As some of you may know, I’ve been working in the box office of a movie theater every Saturday night for the last decade or so. The theater in question is a fairly old building located in the middle of a mostly residential neighborhood and the theater’s owners have bought up many of the surrounding houses and apartments over the years. Since it is not a particularly desirable neighborhood, those apartments have attracted many memorably unique and unseemly tenants during my tenure. One such fellow abruptly vacated his apartment a few months ago, leaving behind a thousand individually smashed LPs, some rifle cleaning kits, a cryptic threat scrawled on a table, and a stack of porn with a meat cleaver on top of it. It was apparently quite a scene.
Of course, where some people see a deeply unnerving glimpse into the void, the depressing and uncomfortable aftermath of a probable psychotic breakdown, or a pile of garbage, others see an exciting opportunity. One of the owners of the theater had the latter perspective, so he commissioned an employee to gather up all the porn and sell it, offering him a generous cut of the take.
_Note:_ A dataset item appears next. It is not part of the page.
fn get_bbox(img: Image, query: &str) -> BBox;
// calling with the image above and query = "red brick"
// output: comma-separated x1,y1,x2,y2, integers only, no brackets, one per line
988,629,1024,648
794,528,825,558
That was the plan, anyway. What happened instead is that a large cardboard box of mildewed and battered porn magazines from the ’70s was unceremoniously dumped in the box office and left there in a comically inconvenient place. And that is where it sat for the next several months. Which brings me to my brilliant idea.
Once I realized that the porn mound was basically abandoned and forgotten, it occurred to me that it would be extremely funny if that pile started to mysteriously and almost imperceptibly get larger and more invasive each week. And that I should be the one to make that happen. And that it was absolutely vital that none of the porn I added had even the slightest vestige of eroticism, as anything even remotely sexy would diminish or distract from the overall effect. It needed to be a teetering, sticky, and slightly water-damaged monument to loneliness, decay,and poor decisions- absolutely nothing less would do (I have very exacting comic standards).
I immediately resolved to post a Craigslist ad begging for lots of very depressing porn. Ideally, that porn would come exclusively from overweight middle-aged men in food-stained sweatpants who still live with their parents, as verisimilitude is very important to me. Unfortunately, I couldn’t think of a tactful, non-self-defeating way to convey that in my ad (pro tip: people do not like it when you are openly contemptuous of them). Properly wording such a request would be tricky.
I also realized that the slumped and defeated men in question would probably want money for their stash, which I don’t really have. Which made me realize that I also needed to create and secretly publicize a Kickstarter campaign for my very important art project, which seemed like a daunting amount of effort to exert just to fleetingly amuse myself. Consequently, I procrastinated for a few weeks.
Then some meddlesome son of a bitch abruptly took all the porn out of the box office and my window of opportunity slammed shut forever.